American Sha'Carri Richardson will not take part in the Olympic 100-metre race after being handed a one-month ban for testing positive for marijuana and is a doubt for the whole of the Tokyo Games.
Richardson, who won the 100m at Olympic trials in 10.86 seconds on June 19, told of her ban Friday on the "Today Show." She tested positive at the Olympic trials and so her result is erased. Fourth-place finisher Jenna Prandini is expected to get Richardson's spot in the 100.
Richardson accepted a 30-day suspension that ends July 27, which would be in time to run in the women's relays. USA Track and Field has not disclosed plans for the relay.

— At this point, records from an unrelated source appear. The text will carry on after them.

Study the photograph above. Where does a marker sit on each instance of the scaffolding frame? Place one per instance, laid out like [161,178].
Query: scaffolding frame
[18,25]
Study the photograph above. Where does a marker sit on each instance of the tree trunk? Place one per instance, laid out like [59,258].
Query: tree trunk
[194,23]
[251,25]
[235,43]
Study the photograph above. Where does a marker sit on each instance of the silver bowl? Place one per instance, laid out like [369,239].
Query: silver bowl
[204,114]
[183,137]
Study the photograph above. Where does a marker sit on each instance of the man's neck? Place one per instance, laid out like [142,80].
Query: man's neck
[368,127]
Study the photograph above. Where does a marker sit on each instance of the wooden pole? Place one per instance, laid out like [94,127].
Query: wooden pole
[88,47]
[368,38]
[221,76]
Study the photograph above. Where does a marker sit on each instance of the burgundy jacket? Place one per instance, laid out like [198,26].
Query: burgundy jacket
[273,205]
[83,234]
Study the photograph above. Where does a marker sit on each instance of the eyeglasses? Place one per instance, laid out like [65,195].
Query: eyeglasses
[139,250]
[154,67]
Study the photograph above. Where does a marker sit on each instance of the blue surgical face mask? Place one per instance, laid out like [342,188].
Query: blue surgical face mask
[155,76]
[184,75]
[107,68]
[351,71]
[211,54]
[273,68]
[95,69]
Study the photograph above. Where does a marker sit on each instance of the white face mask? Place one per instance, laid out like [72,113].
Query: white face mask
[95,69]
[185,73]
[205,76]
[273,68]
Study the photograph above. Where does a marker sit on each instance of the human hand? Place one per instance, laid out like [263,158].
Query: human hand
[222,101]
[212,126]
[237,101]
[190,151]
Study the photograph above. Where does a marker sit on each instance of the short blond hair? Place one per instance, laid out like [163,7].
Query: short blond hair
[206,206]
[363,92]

The 21-year-old sprinter was expected to face Jamaica's Shelly-Ann Fraser-Pryce in one of the most highly anticipated races of the Olympic track meet. Earlier this year the Texan ran the sixth-fastest time in history.
On Thursday, as reports swirled about her possible marijuana use, Richardson put out a tweet that said, simply: "I am human." On Friday, she went on TV and said she smoked marijuana as a way of coping with her mother's recent death.
"I was definitely triggered and blinded by emotions, blinded by badness, and hurting, and hiding hurt," she said on "Today." "I know I can't hide myself, so in some type of way, I was trying to hide my pain."
Richardson had what could have been a three-month sanction reduced to one month because she participated in a counseling program.
While not weighing in on her prospects for the relays, USATF put out a statement that said her "situation is incredibly unfortunate and devastating for everyone involved." The U.S. Olympic and Paralympic Committee said it was "working with USATF to determine the appropriate next steps."
Richardson said if she's allowed to run in the relay "I'm grateful, but if not, I'm just going to focus on myself."
She added: "To put on a face and go out in front of the world and hide my pain, who am I to tell you how to cope when you're dealing with pain and struggles you've never had to experience before?”